Gesù pone questo gesto non per sentirsi dire: che bravo! Ma perché “come ho fatto io così fate anche voi”. Proviamo però a chiederci: mi sarebbe più facile lavare un piede sporco o lasciarmi lavare un piede puzzolente? Fuori metafora: è più facile amare, prendersi cura della miseria altrui o lasciarsi amare, incontrare e quindi svelare nella propria miseria?
Due azioni, quella liturgica e quella di servizio-di cura, che troppo spesso separiamo quasi che l’una non preveda l’altra, che una non inveri l’altra. Non di rado il piegarsi sulle povertà dei fratelli diventa selettivo, a discrezione delle nostre simpatie, delle nostre valutazioni, delle nostre precomprensioni. E ciò che celebriamo sembra non giudicare affatto quello che mettiamo in atto. Il che fa pensare che il momento liturgico parli ancora poco dell’amore di Gesù, che non sia capace ancora di scalfire tante scelte, addirittura che non riesca ad istruirci sulla portata di quella (di Gesù) vita donata e della (nostra) vita innestata in Lui. Gesù, non possiamo permetterci di dimenticarlo, è consegnato. Spogliato. Come un servo, senza poter avanzare diritti. Sono le persone che ha davanti ad ‘imporgli’ la cura, non può scegliersi per chi dare la vita. Non fanno eccezione neanche coloro che ha scelto, i Dodici.
Quell’offerta “per tutti” non prevede discrezionalità. E dobbiamo ripeterci: per fortuna! Così non c’è dubbio che noi ci siamo dentro al suo amore! C’è posto sicuramente anche per me.

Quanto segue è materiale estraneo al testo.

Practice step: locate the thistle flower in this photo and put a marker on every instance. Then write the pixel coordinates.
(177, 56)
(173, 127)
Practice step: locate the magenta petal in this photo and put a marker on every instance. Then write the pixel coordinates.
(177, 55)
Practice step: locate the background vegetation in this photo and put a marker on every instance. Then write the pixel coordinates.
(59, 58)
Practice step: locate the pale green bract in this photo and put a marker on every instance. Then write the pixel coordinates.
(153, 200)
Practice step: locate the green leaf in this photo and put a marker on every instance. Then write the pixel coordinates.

Allo stesso modo proprio l’Eucaristia – fatta in memoria di Gesù e della sua passione e morte – ci ‘impone’ di non dimenticare per strada nessuno. Proprio questa sera, questa celebrazione, questo gesto che ripetiamo ci ricorda che non possiamo correre questo rischio. Dobbiamo dircelo, il nostro è più che un pericolo: a vari livelli mettiamo in atto comportamenti selettivi e perciò ‘discriminatori’. Generosi con alcuni e chiusi verso altri. Si stanno aprendo esemplarmente porte e case ai profughi ucraini, come rimangono colpevolmente sbarrate le stesse verso altri profughi. Quali piedi sono disposto a lavare e quali invece no?

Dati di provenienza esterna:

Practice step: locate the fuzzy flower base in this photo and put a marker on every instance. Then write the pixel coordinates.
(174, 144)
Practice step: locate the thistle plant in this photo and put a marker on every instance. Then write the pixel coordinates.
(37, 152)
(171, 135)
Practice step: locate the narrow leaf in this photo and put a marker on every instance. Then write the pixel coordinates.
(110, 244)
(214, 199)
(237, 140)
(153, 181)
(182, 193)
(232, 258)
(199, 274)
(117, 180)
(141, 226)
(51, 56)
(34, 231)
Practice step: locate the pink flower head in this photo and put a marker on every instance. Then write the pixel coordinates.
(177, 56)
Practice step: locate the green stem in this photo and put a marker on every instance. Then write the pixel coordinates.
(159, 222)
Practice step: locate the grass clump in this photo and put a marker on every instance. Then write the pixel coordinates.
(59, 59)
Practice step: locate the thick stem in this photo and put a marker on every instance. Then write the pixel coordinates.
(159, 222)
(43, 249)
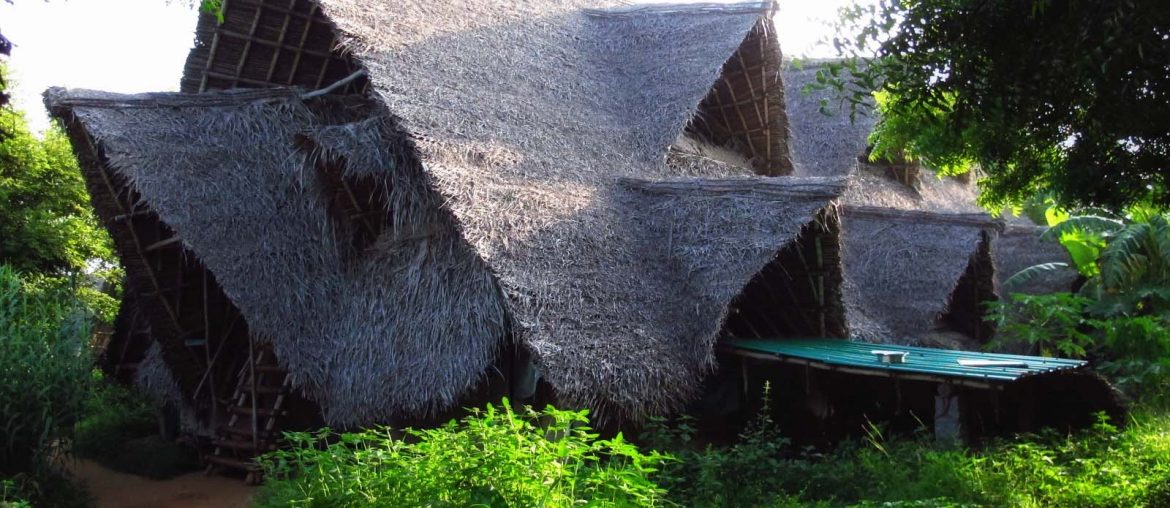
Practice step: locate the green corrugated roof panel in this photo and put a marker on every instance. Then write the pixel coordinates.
(920, 361)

Per questo ho chiesto che il rito della lavanda dei piedi stasera ci ricordasse le varie emergenze, per non essere tentati di operare esclusioni. Ogni emergenza ha il medesimo diritto di essere presa in carico. Nessuna può essere silenziata: provate a pensare se tra poco, davanti a qualcuna delle persone che ci stanno davanti io non mi fermassi a lavare i piedi e passassi oltre… Eppure noi facciamo spesso così!
L’emergenza drammatica dell’Ucraina non ha archiviato quella di chi continua ancora ad approdare sulle nostre coste o a giungere ai nostri confini; convive con quella di chi in conseguenza della pandemia o di altre vicende personali ha perso il lavoro, la casa… la dignità… Per chi le vive sono emergenze altrettanto drammatiche. Non possiamo essere noi a dare le pagelle del grado di drammaticità.

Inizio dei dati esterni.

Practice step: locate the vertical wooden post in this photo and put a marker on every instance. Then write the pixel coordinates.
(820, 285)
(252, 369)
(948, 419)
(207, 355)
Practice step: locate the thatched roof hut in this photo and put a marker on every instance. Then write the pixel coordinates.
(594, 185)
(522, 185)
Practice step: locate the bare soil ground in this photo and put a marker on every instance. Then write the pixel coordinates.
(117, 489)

Tra i piedi che stasera laverò e bacerò ci sono anche piedi che annunciano la pace: piedi di volontari, di persone che accolgono. A ricordarci che a tutti Gesù lava i piedi. Tutti abbiamo bisogno che Lui si pieghi nel Suo amore perché il nostro servizio e la nostra cura sia immagine viva di questo amore gratuito. Generoso e rispettoso al contempo. Gesù ci ricorda che ad ogni figlio d’uomo un piede lo lava Lui, per l’altro provvede suscitando la medesima passione in noi: “fate questo in memoria di me”. Così possiamo diventare memoria viva di Lui. Memoria eucaristica.